I think that “the value alignment problem” is not something that currently has a universally acknowledged and precise definition and a lot of the work that is currently being done is to get less confused about what is meant by this.
From what I see, in your proof you have started from a particular meaning of this term and then went on to show it is impossible.
Here you observe that if “the value alignment problem” means to construct something which has the values of all humans at the same time, it is impossible because there exist humans with contradictory values. So you propose the new definition “to construct something with all human moral values”. You continue to observe that the four moral values you give are also contradictory, so this is also impossible.
So now we are looking at the definition “to program for the four different utility functions at the same time”. As has been observed in a different comment, this is somewhat underspecified and there might be different ways to interpret and implement it. For one such way you predict
It seems to me that the scenario behind this course of events would be: we build an AI, give it the four moralities and noticing their internal contradictions, it analyzes them to find that they serve the purpose of conflict resolution. Then it proceeds to make this its new, consistent goal and builds these tiny conflict scenarios. I’m not saying that this is implausible, but I don’t think it is a course of events without alternatives (and these would depend on the way the AI is built to resolve conflicting goals).

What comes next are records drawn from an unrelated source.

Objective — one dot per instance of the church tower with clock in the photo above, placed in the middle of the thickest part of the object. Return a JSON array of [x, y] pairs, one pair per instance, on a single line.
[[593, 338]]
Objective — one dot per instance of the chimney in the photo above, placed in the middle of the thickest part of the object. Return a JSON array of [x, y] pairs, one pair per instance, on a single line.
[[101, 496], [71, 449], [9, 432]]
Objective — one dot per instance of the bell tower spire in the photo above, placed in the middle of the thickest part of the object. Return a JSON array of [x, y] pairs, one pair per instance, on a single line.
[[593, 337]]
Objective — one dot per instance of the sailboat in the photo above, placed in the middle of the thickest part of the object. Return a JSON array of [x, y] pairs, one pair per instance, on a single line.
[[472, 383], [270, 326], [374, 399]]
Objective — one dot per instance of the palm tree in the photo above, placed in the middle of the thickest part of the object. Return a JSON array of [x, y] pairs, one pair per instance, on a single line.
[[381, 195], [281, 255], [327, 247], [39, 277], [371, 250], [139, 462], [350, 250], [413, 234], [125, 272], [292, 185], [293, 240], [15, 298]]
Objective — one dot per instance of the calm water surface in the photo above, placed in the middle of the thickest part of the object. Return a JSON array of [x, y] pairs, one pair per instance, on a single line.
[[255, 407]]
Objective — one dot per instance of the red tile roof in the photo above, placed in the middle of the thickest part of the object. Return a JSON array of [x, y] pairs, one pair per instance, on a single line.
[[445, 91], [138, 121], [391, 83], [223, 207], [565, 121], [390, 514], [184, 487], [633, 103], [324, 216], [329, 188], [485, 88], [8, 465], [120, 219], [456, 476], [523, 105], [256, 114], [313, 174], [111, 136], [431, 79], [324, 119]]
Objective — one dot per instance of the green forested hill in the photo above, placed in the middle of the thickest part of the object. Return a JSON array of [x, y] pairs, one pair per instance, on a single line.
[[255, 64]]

To summarize, I think out of the possible specifications of “the value alignment problem”, you picked three (all human values, all human moral values, “optimizing the four moralities”) and showed that the first two are impossible and the third leads to undesired consequences (under some further assumptions).
However, I think there are many things which people would consider a solution of “the value alignment problem” and which don’t satisfy one of these three descriptions. Maybe there is a subset of the human values without contradiction, such that most people would be reasonably happy with the result of a superhuman AI optimizing these values. Maybe the result of an AI maximizing only the “Maximize Flourishing”-morality would lead to a decent future. I would be the first to admit that those scenarios I describe are themselves severely underspecified, just vaguely waving at a subset of the possibility space, but I imagine that these subsets could contain things we would call “a solution of the value alignment problem”.
Except that for humans, life is a journey, not a destination. If you make a maximize flourishing optimizer you would need to rigorously define what you meant by flourishing, which requires a rigorous definition of a general human utility function, which doesnt and cannot exist. Human values are instrumental all the way down. Some values are just more instrumental than others—that is the mechanism which allows for human values to be over 4d experiences rather than 3d states. I mean, what other mechanism could result in that for a human mind? This is a natural implication of “adaptation executors not fitness maximizers”.
And I will note that humans tend to care a lot about their own freedom and self determination. Basically the only way for an intelligence to be “friendly” is for it to first solve scarcity and then be inactive most of the time, only waking up to prevent atrocities like murder torture or rape or to deal with the latest existential threat. In other words, not an optimization process at all, because it would have an arbitrary stopping point where it does not itself raise human values any further.